Mahaffey went on to become a Prince fanatic and play pop and R&B with friends, but even then his musical tastes were decidedly adventurous. “At one point I was playing in square-dancing bands with these old men,” he recollects. “It was totally bluegrass, and that was a blast and I made good money. Best of all, I wasn’t working at Chick Filet or Jack-in-the-Box.”
The seeds of Self were sown in 1989 when Mahaffey acquired a sampler and four-track recorder. He was already well versed in home recording by the time he began college, attending the Recording Industry Management (RIM) program at Middle Tennessee State University in Murfreesboro. “They were teaching me how to wrap microphone cables and stuff like that,” he laments. “You only got to run the recording console in your very last class of your very last year. I was a freshman, thinking, I can’t wait that long. I was learning more outside the classroom than in. Eventually, I got kicked out for low grades. I never went back.”
During his tenure at MTSU, Mahaffey started producing rap tracks. “I was a drummer and made money however I could, playing in punk bands, reggae bands, pop bands,” he explains. “I had a dorm room and was doing hip-hop in there. I hooked up with a bunch of Nashville rappers and was making beats to go — you could give me 40 bucks and I’d come to your session, get your track together and leave. I was making money gigging at night, so doing beats was more for the fun than the money. But I would have 17-year-old rappers coming to my room with giant wads of cash. Their girlfriends would hold their babies, who were throwing up on my bed while I did the tracks.”
Despite such dodgy experiences, Mahaffey was absolutely captivated by the music. “I was always amazed at the way hip-hop songs are put together,” he attests. “The fact that you could sample something and use it in a different context was so appealing. So I got into sampling. At the same time, the kids I was hanging with were listening to punk rock and The Beatles. I ended up playing pop at night and hip-hop during the day. With that kind of workload, when I sat down to write songs, I had all these ideas bouncing around. And still today, I can’t not put a bunch of different elements in a song.”

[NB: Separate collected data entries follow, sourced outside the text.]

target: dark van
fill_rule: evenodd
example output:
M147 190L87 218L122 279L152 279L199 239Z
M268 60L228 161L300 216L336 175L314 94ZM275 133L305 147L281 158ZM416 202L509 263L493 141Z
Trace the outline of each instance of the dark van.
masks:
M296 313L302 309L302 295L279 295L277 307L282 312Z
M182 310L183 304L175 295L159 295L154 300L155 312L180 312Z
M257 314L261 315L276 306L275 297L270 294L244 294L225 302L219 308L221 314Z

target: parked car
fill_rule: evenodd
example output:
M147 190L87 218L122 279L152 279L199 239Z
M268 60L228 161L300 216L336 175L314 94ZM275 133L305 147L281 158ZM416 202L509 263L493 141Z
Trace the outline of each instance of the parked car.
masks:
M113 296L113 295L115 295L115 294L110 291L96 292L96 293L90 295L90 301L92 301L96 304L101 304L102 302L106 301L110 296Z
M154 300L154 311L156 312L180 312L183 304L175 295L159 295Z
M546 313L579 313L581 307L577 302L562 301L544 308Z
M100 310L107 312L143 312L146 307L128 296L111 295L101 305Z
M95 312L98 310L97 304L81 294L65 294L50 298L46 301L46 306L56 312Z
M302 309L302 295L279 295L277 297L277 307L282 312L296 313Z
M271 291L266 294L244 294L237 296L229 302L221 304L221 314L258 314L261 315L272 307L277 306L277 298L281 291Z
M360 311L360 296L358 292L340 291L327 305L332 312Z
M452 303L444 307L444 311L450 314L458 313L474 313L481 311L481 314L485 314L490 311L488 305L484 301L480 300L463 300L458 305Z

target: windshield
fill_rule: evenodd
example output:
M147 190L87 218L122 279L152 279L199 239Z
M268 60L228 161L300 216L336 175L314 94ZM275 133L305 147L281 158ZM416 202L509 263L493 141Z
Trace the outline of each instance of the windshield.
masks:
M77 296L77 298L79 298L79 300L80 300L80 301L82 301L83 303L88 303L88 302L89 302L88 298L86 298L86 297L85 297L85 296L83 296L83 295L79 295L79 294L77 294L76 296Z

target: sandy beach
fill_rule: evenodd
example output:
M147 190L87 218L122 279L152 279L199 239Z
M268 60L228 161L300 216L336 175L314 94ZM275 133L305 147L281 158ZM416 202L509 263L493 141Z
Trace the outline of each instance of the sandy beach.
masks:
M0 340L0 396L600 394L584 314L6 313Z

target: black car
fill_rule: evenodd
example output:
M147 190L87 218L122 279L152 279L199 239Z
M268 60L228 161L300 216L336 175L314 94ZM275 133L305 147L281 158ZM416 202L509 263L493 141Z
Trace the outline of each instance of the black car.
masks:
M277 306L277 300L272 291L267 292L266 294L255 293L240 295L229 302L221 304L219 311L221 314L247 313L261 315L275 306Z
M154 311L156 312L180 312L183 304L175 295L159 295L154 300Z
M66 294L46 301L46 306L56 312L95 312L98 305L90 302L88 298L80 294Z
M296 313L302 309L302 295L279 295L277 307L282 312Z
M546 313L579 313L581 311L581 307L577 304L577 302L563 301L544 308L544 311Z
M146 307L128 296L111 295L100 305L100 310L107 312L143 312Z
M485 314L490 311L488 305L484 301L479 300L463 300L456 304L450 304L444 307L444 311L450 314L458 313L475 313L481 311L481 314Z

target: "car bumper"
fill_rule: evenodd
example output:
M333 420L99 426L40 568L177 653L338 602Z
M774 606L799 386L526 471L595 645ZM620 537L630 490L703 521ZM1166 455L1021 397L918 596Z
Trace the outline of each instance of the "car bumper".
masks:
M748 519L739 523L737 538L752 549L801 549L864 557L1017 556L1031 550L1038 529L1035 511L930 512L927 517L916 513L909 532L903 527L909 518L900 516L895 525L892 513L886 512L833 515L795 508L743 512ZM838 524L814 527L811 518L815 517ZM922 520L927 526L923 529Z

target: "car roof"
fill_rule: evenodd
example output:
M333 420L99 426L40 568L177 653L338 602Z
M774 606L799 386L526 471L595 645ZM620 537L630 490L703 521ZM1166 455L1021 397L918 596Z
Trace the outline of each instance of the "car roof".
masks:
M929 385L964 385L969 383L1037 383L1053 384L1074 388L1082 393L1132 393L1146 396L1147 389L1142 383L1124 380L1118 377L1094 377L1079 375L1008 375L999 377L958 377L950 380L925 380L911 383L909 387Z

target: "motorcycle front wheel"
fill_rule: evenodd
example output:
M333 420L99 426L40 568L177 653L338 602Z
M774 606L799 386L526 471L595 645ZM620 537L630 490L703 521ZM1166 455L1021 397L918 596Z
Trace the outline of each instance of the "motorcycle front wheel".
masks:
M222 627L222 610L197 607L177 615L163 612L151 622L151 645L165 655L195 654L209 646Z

The diversity of Murfreesboro’s musical climate further fueled his desire to create something that embraced his divergent passions. While playing in a local pop band called Ella Minopy, he, Ella bandmate Seth Timbs (now frontman of acclaimed popsters Fl. Oz.), and manager Rick Williams founded the indie label Spongebath (Williams currently heads up the company). “It’s a tiny label with maybe 10 full-time employees,” Mahaffey says. “A cool scene has been emerging around Murfreesboro — people who’ve had it with the Nashville mentality, kids who’ve dropped out of the RIM program — and it’s really starting to open up possibilities for the people involved and the music.”
Self’s debut, Subliminal Plastic Motives, was released on Spongebath in 1995. It demonstrated Mahaffey’s mastery of the power-pop genre. Zoo Records picked up the disc, which earned critical raves, and helped Self land spots opening for Garbage, 311 and Cracker.
Follow-up The Half-Baked Serenade (also in the Spongebath catalogue) saw Mahaffey exploring the territory between pop and hip-hop, a landscape he’s painted with striking inventiveness on Breakfast With Girls. And though he had a big-label budget to work with this time out, Mahaffey stuck with his proven home-recording ethic. “I’ve got more of an arsenal of gear at home now,” he allows, “and I’m pretty used to doing things on the cheap.”
“There’s a lot of different shit on this album,” he concludes. “But I think it all ties in somehow.” In fact, fans of daring, beat-driven pop will find that Mahaffey’s varied ingredients blend smoothly — just like peanut butter and chocolate.